= Ray Sturtivant =

British military writer (1926–2008)

Raymond Cecil Sturtivant ISO (26 July 1926 – 9 August 2008) was a British aviation historian and author.

==Early life==
Ray Sturtivant was born in Nottingham. He spent his National Service in the RAF (Royal Air Force), but was given a desk job in India at the end of World War II, with poor eyesight that thwarted his ambition of becoming a pilot. That led to a long career in the Civil Service.

==Professional life==
In 1948, Sturtivant joined the Civil Service at Nottingham County Court, with further similar posts at Sheffield, and Kingston upon Hull. He became chief clerk at Carlisle County Court, then at Willesden County Court, and then Bow, London County Court. He wrote the Bailiffs Manual, (1980) that was judged to be an invaluable resource. Within the Inland Revenue, he was responsible for 300 probate offices in the UK. In 1984 he was appointed Establishment Officer of the Principal Registry of the Family Division at Somerset House.

In 1986 he retired from the Civil Service. In 1987 he was awarded an ISO (Companion of the Imperial Service Order), a prestigious award, but now no longer awarded. His ISO honour was presented to him by Queen Elizabeth II at Buckingham Palace.

==Life as historian and author==
From childhood, Sturtivant's principal and passion was aircraft and aviation. While an Air Cadet, he pursued his interest in recording aviation activities while cycling around pre-war and wartime airfields around Nottinghamshire. He developed a prolific skill for record-keeping and detail, and started writing for magazines such as Flight and Aviation News. In 1978 he wrote his first aviation book, 'Royal Navy Instructional Airframes', followed 1982 by 'Fleet Air Arm at War'. Further books followed at an average of one per year, including 'The Camel File', 'The Swordfish Story', 'The Anson File'. His most important work was probably 'The Squadrons of the Fleet Air Arm'; written with Theo Ballance, this book detailed all the FAA Squadron histories, and widely regarded as the definitive book on the subject. In 1995, a specially bound copy of 'The Squadrons of the Fleet Air Arm', was presented to HRH Prince Philip, Duke of Edinburgh at the Fleet Air Arm Museum at Yeovilton, when the Prince retired as President of the Museum.

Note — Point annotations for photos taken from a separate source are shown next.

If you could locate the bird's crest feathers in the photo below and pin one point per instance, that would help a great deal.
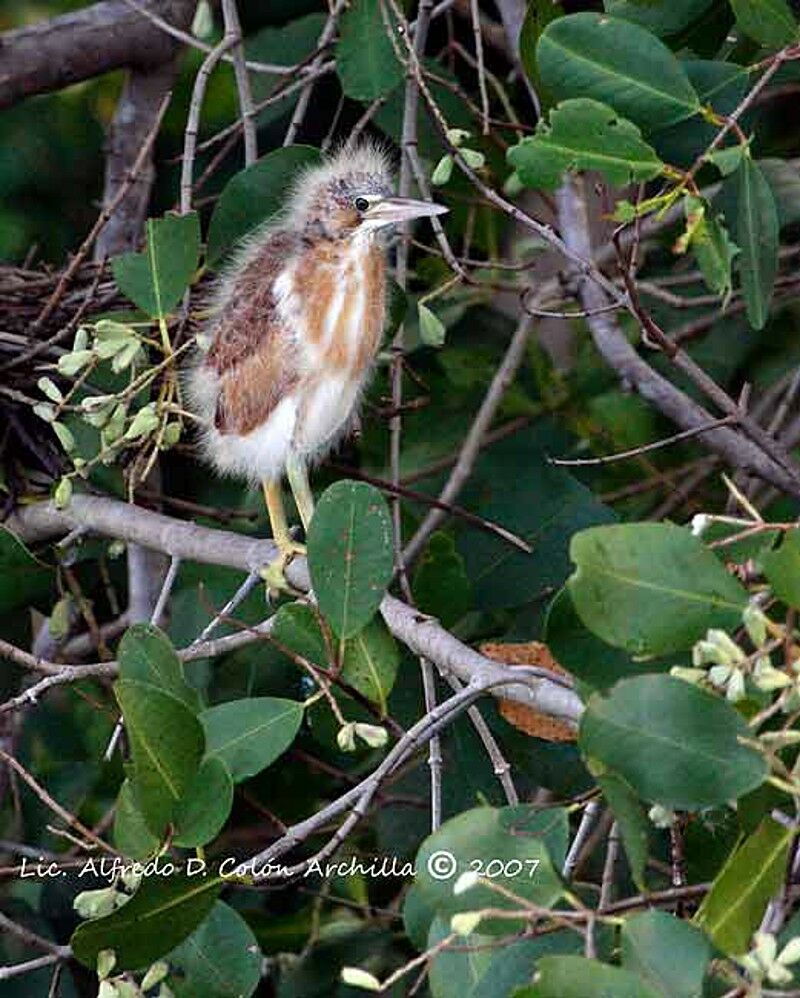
(365, 166)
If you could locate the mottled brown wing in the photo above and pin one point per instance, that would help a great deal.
(251, 352)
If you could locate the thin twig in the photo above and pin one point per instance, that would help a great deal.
(233, 31)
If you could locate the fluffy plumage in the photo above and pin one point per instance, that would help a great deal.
(297, 323)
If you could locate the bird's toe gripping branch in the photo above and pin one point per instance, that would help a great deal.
(275, 573)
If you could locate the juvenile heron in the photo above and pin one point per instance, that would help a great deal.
(297, 324)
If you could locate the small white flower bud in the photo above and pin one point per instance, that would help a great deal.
(755, 623)
(358, 978)
(346, 739)
(106, 961)
(372, 734)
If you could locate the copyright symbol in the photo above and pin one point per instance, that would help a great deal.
(442, 864)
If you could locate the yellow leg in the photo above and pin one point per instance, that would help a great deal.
(287, 548)
(297, 474)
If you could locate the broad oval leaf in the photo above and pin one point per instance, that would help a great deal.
(131, 835)
(756, 234)
(782, 569)
(221, 958)
(249, 735)
(650, 942)
(631, 818)
(156, 279)
(524, 845)
(145, 653)
(784, 180)
(166, 747)
(161, 914)
(370, 662)
(254, 196)
(769, 22)
(476, 967)
(618, 63)
(205, 806)
(365, 57)
(584, 134)
(441, 585)
(582, 653)
(651, 588)
(673, 743)
(579, 977)
(538, 15)
(743, 888)
(350, 555)
(719, 84)
(714, 253)
(663, 19)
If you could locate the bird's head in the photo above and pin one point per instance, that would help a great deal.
(351, 194)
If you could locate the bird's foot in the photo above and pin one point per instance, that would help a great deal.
(274, 574)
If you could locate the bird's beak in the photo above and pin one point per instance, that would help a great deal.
(391, 211)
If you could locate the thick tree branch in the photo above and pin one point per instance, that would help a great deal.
(63, 50)
(189, 541)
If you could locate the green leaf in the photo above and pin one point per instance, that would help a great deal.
(432, 330)
(756, 233)
(166, 747)
(515, 485)
(476, 967)
(249, 735)
(370, 662)
(651, 588)
(630, 815)
(618, 63)
(584, 135)
(146, 654)
(673, 743)
(523, 844)
(733, 908)
(220, 959)
(350, 554)
(769, 22)
(578, 977)
(23, 578)
(718, 84)
(296, 627)
(668, 953)
(254, 196)
(365, 57)
(205, 806)
(784, 181)
(441, 587)
(156, 279)
(714, 253)
(663, 19)
(161, 914)
(538, 15)
(782, 569)
(583, 654)
(131, 835)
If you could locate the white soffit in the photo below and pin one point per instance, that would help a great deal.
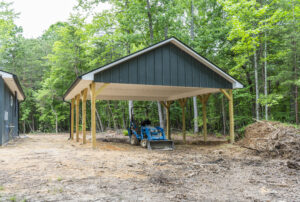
(116, 91)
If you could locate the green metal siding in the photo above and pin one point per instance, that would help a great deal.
(8, 104)
(166, 65)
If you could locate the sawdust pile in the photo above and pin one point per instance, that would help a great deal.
(273, 139)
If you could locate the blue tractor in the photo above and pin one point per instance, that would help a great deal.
(148, 136)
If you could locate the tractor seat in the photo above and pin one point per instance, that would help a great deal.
(146, 122)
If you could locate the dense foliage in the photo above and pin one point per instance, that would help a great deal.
(256, 41)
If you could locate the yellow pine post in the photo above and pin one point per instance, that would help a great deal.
(72, 118)
(93, 113)
(182, 103)
(167, 106)
(231, 118)
(84, 94)
(229, 96)
(203, 99)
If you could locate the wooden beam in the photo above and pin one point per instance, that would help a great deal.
(77, 117)
(72, 118)
(84, 95)
(182, 103)
(93, 113)
(225, 93)
(167, 105)
(99, 90)
(203, 99)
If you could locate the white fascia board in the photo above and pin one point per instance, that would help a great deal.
(6, 75)
(235, 83)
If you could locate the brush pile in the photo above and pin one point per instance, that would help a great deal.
(273, 139)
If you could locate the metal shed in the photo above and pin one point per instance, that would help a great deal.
(165, 72)
(11, 94)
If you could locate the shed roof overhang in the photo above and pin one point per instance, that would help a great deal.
(112, 90)
(13, 84)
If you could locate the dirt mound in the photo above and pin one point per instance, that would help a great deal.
(273, 139)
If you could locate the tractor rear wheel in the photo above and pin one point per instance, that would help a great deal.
(143, 143)
(134, 140)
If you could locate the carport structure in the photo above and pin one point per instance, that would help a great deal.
(165, 72)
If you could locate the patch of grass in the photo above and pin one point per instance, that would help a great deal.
(13, 199)
(218, 135)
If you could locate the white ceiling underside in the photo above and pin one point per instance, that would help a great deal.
(116, 91)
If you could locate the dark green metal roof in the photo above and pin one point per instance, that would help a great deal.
(166, 65)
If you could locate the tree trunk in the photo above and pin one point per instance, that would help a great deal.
(150, 21)
(256, 86)
(294, 48)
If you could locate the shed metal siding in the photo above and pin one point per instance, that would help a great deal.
(166, 65)
(9, 106)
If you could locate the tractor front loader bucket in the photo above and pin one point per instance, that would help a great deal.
(160, 145)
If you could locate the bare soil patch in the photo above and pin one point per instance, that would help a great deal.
(53, 168)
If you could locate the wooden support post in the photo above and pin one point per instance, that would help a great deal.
(203, 99)
(229, 96)
(167, 106)
(182, 103)
(77, 117)
(93, 113)
(83, 95)
(72, 118)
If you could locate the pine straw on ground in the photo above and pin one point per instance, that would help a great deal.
(273, 139)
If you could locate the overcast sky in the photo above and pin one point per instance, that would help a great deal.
(37, 15)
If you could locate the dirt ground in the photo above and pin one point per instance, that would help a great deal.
(53, 168)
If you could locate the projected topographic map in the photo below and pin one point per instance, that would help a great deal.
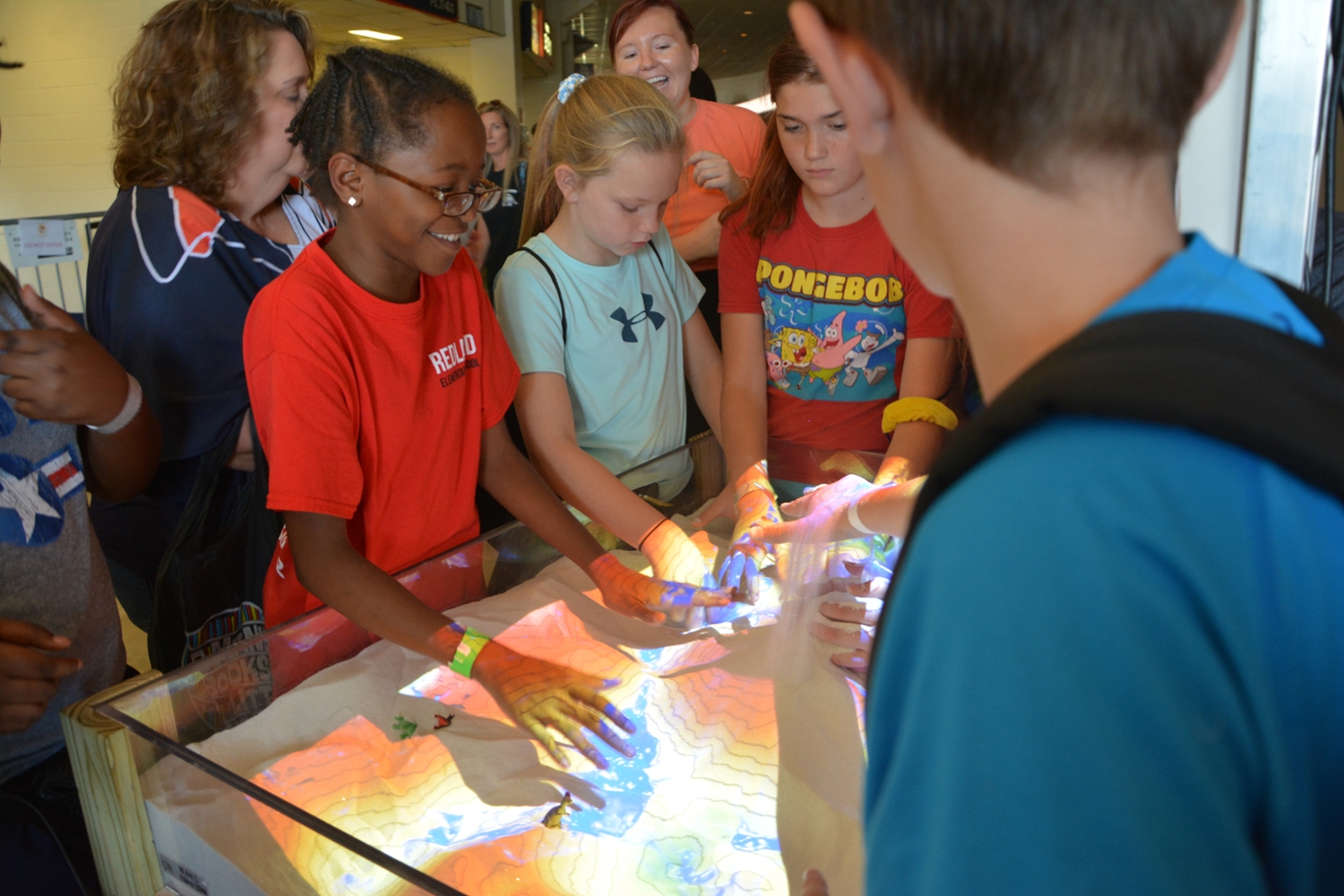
(419, 762)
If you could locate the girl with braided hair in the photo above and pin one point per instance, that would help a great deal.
(379, 382)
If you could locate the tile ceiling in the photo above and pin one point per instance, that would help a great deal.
(333, 21)
(736, 38)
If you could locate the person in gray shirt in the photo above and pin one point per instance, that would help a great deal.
(72, 421)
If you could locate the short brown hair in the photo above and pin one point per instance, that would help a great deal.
(773, 194)
(1021, 82)
(185, 99)
(629, 11)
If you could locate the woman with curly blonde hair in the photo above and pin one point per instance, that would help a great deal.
(210, 210)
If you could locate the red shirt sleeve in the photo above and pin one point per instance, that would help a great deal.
(502, 373)
(738, 257)
(927, 316)
(306, 409)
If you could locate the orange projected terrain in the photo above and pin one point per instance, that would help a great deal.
(693, 812)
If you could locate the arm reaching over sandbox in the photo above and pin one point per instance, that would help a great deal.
(540, 696)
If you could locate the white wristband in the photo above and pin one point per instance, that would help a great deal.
(128, 411)
(854, 517)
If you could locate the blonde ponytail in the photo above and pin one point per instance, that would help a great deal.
(597, 121)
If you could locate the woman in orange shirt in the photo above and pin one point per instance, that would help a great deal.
(655, 40)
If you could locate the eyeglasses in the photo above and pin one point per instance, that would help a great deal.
(484, 195)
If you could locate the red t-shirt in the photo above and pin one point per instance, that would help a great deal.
(839, 306)
(731, 132)
(374, 411)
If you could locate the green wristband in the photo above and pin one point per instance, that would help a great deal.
(468, 649)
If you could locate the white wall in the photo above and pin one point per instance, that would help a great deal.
(1211, 160)
(739, 88)
(56, 155)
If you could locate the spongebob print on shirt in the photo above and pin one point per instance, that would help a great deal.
(831, 335)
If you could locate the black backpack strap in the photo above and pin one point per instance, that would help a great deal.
(559, 296)
(1239, 382)
(659, 255)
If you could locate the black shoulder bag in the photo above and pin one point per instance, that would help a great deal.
(207, 592)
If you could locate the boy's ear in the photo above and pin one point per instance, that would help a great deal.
(1225, 58)
(854, 74)
(343, 172)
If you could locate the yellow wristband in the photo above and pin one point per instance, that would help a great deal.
(467, 651)
(918, 409)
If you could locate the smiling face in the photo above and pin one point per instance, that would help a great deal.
(656, 50)
(814, 139)
(408, 226)
(271, 160)
(496, 134)
(612, 215)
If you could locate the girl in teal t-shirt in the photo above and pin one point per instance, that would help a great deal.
(601, 314)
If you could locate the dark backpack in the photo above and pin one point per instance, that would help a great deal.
(1234, 381)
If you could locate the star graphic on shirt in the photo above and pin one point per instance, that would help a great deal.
(22, 497)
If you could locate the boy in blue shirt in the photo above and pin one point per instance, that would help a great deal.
(1115, 657)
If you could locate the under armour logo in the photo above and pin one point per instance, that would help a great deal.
(628, 324)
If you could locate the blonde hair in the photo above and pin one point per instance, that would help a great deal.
(602, 117)
(515, 137)
(185, 104)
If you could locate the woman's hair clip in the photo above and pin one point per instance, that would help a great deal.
(567, 86)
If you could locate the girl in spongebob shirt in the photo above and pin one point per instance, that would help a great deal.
(824, 325)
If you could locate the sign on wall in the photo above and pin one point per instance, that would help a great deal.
(440, 8)
(42, 241)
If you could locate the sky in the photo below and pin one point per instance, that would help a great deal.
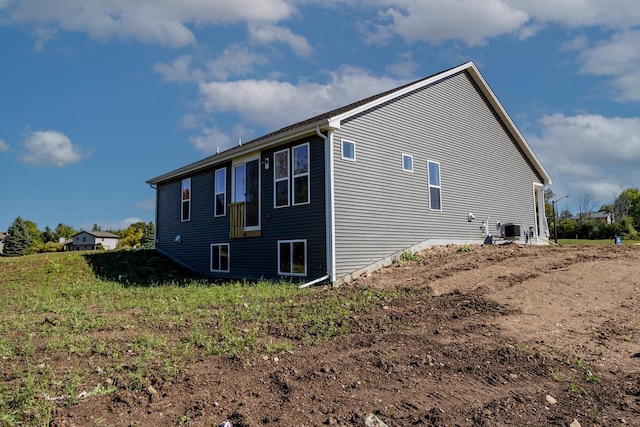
(97, 97)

In later years he expanded his range of books to include 'The SE5 File', The 'DH4/DH9 File', and 'Spitfire International'. One of his last books, co-authored with Henry Boot, was 'Gifts of War: Spitfires and other Presentation Aircraft in Two World Wars', covering the subject of wartime aircraft that were funded by donations from individuals, groups, private companies, towns, and nations. Many of his books were published by the historical aviation society Air-Britain, of which he had been a member since 1948, and for which he served many years as a member of the governing council.

==Family life==
He married Doreen, and had a daughter Yvonne and son Geoffrey.